2. Unified Chemical is considering an opportunity to process Betalite further into a new product called Ultra-Betalite. The separable processing may cost $85 per pound and expects an additional $15 per pound packaging cost for Ultra-Betalite. The expected selling price could be $360 per pound. Should Unified Chemical sell Ultra-Betalite or Betalite? What selling price for Ultra-Betalite would make Unified Chemical indifferent between selling Ultra-Betalite and Betalite?

3. Independent of your answer to requirement considers Danny Dugard, the assistant controller, has completed an analysis that indicates Ultra-Betalite should not be produced. Before presenting his results to top management, he received a visit from Sally Kemper. Sally had been individually responsible for developing Ultra-Betalite and was upset to learn that it could not be manufactured.

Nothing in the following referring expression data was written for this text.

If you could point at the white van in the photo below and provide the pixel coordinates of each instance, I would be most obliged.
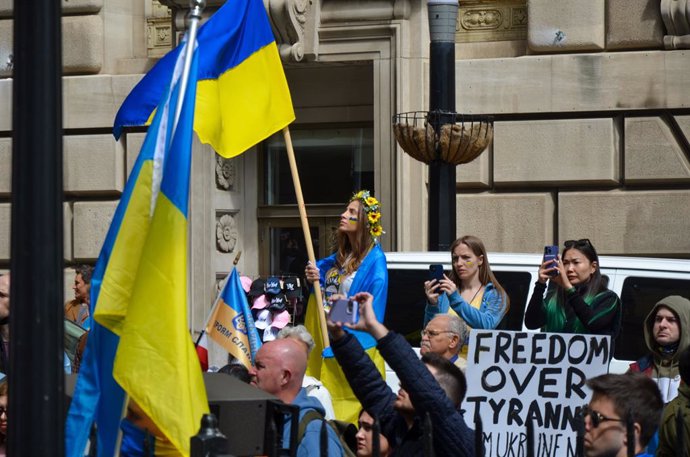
(639, 282)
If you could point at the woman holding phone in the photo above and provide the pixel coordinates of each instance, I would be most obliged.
(357, 265)
(471, 290)
(580, 302)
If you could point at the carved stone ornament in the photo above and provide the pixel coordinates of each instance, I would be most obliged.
(481, 19)
(226, 233)
(676, 17)
(225, 173)
(289, 19)
(491, 20)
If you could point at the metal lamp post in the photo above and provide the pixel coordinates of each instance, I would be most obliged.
(441, 137)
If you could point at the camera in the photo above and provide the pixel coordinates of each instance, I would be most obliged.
(344, 310)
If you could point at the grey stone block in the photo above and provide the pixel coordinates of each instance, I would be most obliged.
(68, 7)
(90, 225)
(81, 6)
(93, 101)
(652, 153)
(565, 25)
(558, 152)
(650, 223)
(82, 44)
(574, 82)
(94, 164)
(476, 174)
(5, 166)
(633, 24)
(507, 222)
(5, 231)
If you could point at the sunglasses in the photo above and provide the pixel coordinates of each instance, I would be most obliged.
(574, 243)
(434, 333)
(596, 418)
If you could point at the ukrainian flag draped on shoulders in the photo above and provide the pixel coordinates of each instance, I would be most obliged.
(372, 277)
(242, 95)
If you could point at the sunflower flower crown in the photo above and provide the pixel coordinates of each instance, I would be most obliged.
(372, 209)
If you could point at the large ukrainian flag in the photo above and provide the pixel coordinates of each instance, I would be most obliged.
(142, 295)
(156, 363)
(242, 94)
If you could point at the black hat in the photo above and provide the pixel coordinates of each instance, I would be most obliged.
(273, 285)
(257, 288)
(278, 303)
(292, 288)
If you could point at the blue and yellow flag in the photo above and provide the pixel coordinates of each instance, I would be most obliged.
(232, 325)
(156, 363)
(242, 94)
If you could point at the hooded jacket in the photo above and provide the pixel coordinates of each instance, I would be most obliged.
(660, 366)
(311, 442)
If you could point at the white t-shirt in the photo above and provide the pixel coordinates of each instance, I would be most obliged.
(316, 389)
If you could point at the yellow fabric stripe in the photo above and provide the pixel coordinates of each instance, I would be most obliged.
(156, 363)
(123, 265)
(345, 404)
(244, 105)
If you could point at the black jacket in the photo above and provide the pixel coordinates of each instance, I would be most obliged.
(451, 436)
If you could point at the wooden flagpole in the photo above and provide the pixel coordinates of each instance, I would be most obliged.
(307, 232)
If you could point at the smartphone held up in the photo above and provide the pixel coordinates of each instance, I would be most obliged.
(345, 311)
(436, 272)
(551, 255)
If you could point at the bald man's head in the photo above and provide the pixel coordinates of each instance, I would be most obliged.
(279, 368)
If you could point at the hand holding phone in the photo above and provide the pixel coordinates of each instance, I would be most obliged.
(345, 311)
(551, 254)
(436, 272)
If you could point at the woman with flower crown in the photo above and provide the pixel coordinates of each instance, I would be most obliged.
(357, 265)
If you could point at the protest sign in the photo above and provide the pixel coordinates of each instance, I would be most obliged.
(516, 377)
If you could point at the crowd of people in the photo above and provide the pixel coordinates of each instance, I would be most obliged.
(645, 411)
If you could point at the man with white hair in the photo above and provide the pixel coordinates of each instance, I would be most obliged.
(444, 335)
(313, 386)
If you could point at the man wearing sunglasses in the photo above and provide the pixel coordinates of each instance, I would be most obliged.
(444, 335)
(625, 410)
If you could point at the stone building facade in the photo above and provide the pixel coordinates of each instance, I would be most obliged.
(592, 126)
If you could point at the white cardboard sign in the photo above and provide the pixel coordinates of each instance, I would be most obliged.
(513, 377)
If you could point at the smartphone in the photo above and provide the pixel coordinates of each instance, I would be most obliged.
(344, 310)
(436, 272)
(551, 253)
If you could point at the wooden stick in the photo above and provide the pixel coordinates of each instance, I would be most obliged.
(307, 233)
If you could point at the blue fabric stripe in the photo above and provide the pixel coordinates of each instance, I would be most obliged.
(175, 183)
(243, 21)
(233, 295)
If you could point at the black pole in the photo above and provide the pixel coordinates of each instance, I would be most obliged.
(442, 216)
(36, 376)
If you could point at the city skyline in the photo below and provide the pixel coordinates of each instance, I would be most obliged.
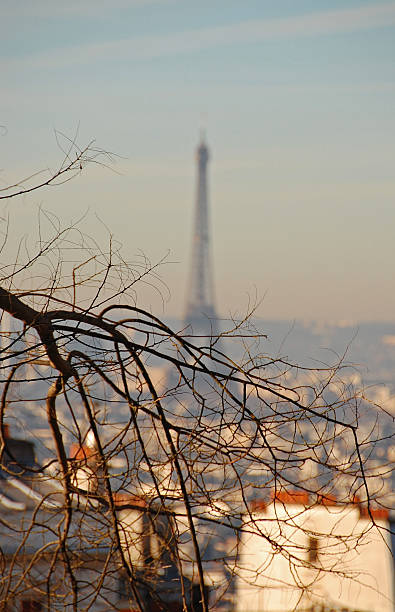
(297, 103)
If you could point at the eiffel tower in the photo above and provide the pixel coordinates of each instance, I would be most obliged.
(200, 313)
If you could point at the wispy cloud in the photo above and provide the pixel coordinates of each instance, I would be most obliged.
(367, 17)
(70, 8)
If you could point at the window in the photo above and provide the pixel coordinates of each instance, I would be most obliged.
(31, 605)
(313, 549)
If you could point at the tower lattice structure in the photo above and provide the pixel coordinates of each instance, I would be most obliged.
(200, 311)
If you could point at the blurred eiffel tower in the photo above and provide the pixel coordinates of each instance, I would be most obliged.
(200, 315)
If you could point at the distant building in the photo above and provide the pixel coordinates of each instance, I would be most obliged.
(38, 573)
(316, 558)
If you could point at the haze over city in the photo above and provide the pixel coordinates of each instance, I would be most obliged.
(296, 100)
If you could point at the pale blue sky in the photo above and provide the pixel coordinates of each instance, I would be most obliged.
(297, 98)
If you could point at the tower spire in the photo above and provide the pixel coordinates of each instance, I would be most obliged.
(200, 309)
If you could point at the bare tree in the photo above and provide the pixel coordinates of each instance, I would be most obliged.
(161, 447)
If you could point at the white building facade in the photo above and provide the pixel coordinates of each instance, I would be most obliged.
(322, 557)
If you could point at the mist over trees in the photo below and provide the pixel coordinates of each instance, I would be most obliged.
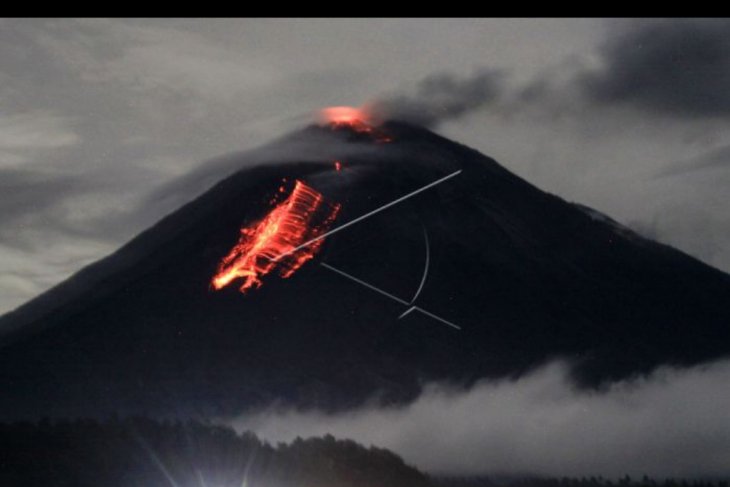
(141, 452)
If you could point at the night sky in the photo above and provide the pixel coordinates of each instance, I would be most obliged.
(106, 126)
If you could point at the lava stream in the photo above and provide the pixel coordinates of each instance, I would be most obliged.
(302, 216)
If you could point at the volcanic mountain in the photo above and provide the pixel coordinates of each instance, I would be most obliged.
(506, 276)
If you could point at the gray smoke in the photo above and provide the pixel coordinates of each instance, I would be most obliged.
(441, 97)
(675, 66)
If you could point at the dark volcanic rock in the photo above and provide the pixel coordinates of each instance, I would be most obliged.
(527, 276)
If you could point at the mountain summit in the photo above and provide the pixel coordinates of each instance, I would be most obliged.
(480, 275)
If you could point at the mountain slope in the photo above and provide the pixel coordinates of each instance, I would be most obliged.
(526, 275)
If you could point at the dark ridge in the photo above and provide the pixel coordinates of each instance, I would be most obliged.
(527, 276)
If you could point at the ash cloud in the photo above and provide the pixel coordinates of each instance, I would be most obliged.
(441, 97)
(672, 423)
(680, 67)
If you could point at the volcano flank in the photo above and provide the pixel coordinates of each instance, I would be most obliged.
(526, 276)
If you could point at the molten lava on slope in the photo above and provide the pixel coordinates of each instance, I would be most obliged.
(272, 243)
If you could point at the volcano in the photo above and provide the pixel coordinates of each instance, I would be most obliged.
(524, 276)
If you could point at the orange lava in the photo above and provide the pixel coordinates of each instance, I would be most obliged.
(302, 216)
(356, 119)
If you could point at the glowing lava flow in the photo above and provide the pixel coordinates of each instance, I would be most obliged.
(302, 216)
(356, 119)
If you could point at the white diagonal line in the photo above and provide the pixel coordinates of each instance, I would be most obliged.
(370, 286)
(407, 312)
(366, 215)
(394, 298)
(446, 322)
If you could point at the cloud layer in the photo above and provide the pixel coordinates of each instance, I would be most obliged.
(673, 423)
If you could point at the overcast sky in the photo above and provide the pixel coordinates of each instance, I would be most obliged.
(98, 118)
(630, 117)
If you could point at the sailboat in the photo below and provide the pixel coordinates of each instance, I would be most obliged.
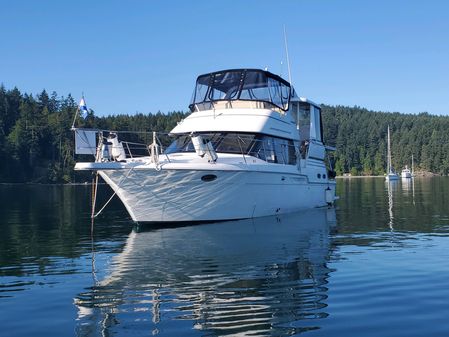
(406, 173)
(391, 175)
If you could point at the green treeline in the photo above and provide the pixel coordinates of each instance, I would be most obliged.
(360, 137)
(36, 144)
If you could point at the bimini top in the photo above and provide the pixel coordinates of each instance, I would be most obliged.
(244, 85)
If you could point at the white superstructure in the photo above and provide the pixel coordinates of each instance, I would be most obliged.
(249, 148)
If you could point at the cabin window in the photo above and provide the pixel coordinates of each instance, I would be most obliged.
(267, 148)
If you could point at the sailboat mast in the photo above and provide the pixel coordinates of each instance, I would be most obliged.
(388, 151)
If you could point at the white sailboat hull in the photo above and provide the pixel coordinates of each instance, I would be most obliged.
(171, 195)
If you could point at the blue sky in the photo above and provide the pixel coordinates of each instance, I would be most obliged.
(144, 56)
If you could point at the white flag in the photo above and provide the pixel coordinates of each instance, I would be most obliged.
(83, 108)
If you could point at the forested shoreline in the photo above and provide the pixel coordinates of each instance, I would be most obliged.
(36, 143)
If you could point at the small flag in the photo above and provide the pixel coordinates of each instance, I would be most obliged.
(83, 108)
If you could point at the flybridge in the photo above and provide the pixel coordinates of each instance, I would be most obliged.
(241, 85)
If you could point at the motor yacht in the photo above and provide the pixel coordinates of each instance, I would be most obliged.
(251, 147)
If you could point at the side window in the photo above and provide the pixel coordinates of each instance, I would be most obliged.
(274, 150)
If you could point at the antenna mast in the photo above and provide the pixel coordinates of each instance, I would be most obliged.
(288, 60)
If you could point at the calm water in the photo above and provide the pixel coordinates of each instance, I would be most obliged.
(376, 265)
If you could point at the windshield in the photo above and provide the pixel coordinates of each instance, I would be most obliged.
(242, 84)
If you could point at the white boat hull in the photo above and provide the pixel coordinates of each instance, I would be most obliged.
(171, 195)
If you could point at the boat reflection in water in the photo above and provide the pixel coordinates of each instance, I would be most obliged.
(263, 276)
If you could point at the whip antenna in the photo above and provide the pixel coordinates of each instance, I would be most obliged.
(288, 60)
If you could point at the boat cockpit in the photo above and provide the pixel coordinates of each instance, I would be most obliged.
(241, 88)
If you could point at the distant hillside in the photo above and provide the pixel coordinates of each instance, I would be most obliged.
(36, 144)
(360, 137)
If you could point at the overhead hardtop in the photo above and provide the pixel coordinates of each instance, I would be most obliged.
(242, 84)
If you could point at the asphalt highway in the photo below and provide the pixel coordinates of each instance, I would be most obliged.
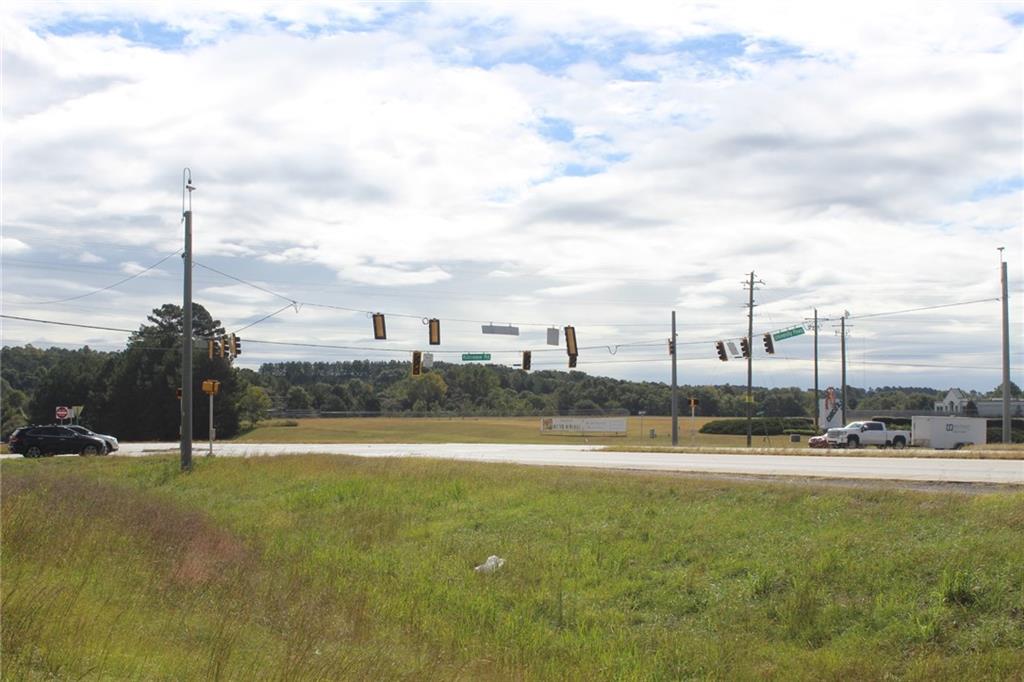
(879, 468)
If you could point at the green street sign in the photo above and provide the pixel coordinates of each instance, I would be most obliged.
(787, 333)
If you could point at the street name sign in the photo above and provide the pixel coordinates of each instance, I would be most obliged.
(787, 333)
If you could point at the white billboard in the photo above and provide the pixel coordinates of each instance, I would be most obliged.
(583, 425)
(830, 410)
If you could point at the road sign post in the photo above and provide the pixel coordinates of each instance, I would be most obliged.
(211, 387)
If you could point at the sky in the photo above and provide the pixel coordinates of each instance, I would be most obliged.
(595, 165)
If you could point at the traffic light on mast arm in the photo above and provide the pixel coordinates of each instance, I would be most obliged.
(570, 345)
(380, 332)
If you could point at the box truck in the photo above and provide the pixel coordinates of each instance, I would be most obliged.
(947, 432)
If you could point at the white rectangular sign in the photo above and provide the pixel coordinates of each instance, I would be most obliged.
(829, 413)
(583, 425)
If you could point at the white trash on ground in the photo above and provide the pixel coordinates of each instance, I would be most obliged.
(493, 563)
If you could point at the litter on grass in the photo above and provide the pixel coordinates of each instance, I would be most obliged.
(493, 563)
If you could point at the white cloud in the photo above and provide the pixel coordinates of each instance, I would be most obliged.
(11, 247)
(846, 176)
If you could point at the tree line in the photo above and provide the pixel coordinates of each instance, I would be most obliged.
(132, 393)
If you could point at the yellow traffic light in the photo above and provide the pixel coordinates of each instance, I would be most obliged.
(570, 345)
(380, 332)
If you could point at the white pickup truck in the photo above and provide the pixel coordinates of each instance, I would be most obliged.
(857, 434)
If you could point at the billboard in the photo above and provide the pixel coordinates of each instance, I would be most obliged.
(584, 425)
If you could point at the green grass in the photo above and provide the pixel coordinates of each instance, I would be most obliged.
(336, 567)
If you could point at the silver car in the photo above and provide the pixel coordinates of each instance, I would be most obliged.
(112, 442)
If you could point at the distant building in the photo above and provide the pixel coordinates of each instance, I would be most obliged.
(955, 402)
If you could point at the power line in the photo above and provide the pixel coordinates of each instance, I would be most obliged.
(109, 287)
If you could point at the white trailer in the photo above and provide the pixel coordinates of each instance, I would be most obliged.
(947, 432)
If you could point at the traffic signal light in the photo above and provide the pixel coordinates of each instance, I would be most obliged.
(379, 331)
(570, 341)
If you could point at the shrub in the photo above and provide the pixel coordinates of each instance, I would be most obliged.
(761, 426)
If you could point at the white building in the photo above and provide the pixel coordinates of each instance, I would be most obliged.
(955, 403)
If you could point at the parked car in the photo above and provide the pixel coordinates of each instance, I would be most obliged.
(41, 440)
(112, 442)
(858, 434)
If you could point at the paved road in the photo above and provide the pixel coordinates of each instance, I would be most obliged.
(880, 468)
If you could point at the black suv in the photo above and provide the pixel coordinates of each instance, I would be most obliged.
(40, 440)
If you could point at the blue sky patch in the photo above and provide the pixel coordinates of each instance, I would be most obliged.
(556, 129)
(156, 35)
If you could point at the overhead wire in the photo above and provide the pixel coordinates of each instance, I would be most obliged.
(109, 287)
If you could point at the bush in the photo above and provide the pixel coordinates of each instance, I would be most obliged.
(761, 426)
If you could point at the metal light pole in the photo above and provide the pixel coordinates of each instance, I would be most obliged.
(675, 397)
(817, 407)
(1007, 424)
(842, 346)
(186, 383)
(750, 359)
(210, 454)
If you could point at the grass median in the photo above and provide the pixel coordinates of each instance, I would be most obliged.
(334, 567)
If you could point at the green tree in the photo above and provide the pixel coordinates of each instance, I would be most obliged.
(13, 405)
(297, 398)
(140, 396)
(254, 405)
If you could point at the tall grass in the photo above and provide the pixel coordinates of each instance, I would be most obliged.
(332, 567)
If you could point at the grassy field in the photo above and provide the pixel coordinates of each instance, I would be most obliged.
(527, 430)
(335, 567)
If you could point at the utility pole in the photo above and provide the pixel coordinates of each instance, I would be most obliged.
(186, 393)
(842, 346)
(1007, 424)
(750, 357)
(817, 407)
(675, 392)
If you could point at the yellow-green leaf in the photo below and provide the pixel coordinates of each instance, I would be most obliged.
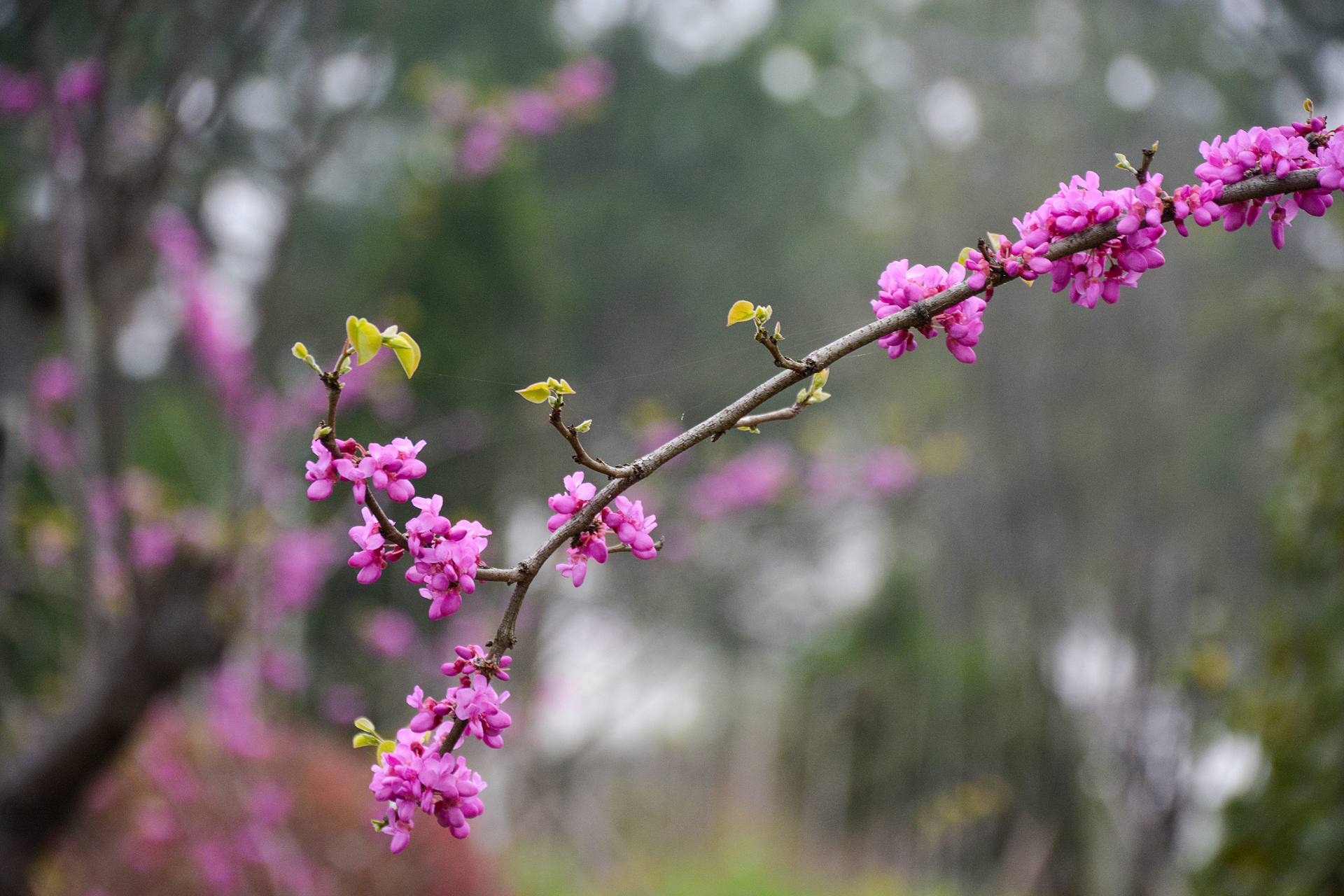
(741, 311)
(366, 339)
(406, 351)
(537, 393)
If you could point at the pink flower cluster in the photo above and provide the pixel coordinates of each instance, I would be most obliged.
(624, 516)
(416, 777)
(902, 285)
(1098, 273)
(531, 113)
(1278, 150)
(1139, 213)
(22, 94)
(447, 556)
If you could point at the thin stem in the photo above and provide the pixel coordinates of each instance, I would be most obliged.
(771, 416)
(917, 315)
(780, 358)
(626, 548)
(581, 454)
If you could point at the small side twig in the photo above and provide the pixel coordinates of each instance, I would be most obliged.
(781, 360)
(771, 416)
(626, 548)
(581, 454)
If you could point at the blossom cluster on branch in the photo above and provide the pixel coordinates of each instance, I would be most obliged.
(1140, 214)
(1089, 239)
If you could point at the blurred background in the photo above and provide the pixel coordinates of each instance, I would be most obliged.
(1065, 621)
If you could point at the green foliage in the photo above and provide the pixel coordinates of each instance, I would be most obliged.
(1287, 839)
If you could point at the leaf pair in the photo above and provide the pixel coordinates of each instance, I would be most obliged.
(366, 340)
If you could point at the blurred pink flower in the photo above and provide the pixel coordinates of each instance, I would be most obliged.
(749, 480)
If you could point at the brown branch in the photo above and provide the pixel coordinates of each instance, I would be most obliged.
(918, 314)
(780, 358)
(771, 416)
(626, 548)
(581, 454)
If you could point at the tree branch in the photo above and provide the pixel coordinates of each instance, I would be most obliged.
(917, 315)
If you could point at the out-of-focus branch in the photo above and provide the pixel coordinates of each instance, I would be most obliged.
(917, 315)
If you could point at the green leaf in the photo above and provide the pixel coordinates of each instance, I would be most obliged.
(368, 340)
(741, 311)
(406, 351)
(537, 393)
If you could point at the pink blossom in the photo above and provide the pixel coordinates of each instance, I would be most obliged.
(152, 546)
(472, 659)
(592, 545)
(20, 94)
(889, 470)
(626, 519)
(536, 113)
(394, 466)
(753, 479)
(483, 146)
(445, 556)
(414, 777)
(81, 83)
(566, 504)
(962, 327)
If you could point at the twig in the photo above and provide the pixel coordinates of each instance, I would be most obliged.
(921, 312)
(771, 416)
(626, 548)
(780, 358)
(581, 454)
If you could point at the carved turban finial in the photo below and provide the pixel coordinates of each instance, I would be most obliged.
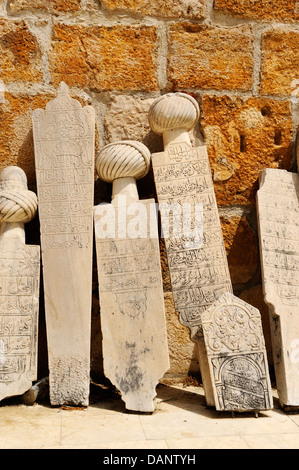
(17, 203)
(173, 111)
(123, 159)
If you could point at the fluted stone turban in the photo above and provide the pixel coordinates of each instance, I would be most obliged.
(17, 203)
(123, 159)
(173, 111)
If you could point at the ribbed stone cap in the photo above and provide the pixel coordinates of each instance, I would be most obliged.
(127, 158)
(173, 111)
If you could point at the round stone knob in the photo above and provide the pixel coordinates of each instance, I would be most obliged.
(17, 203)
(173, 111)
(123, 159)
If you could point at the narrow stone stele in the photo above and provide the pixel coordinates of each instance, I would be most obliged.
(237, 357)
(278, 223)
(135, 351)
(196, 255)
(64, 138)
(19, 285)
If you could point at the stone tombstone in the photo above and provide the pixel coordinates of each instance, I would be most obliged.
(198, 267)
(135, 350)
(64, 143)
(196, 255)
(237, 357)
(19, 285)
(278, 223)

Sally: The Company is making a big mistake by passing up this opportunity. Ultra-Betalite will be a big seller and will get us into new markets.

Danny: But the analysis indicates that we would be losing money on every pound of Ultra-Betalite we manufacture.

Sally: But that is a temporary problem. Finally the cost of processing will be reduced.

Danny: Do you have any estimates on the cost reductions you expect?

Sally: There is no way of knowing that right now. Can't you just fudge the numbers a little to help me get approval to give Ultra-Betalite.

Comment on the ethical issues in this scenario. What should Danny do?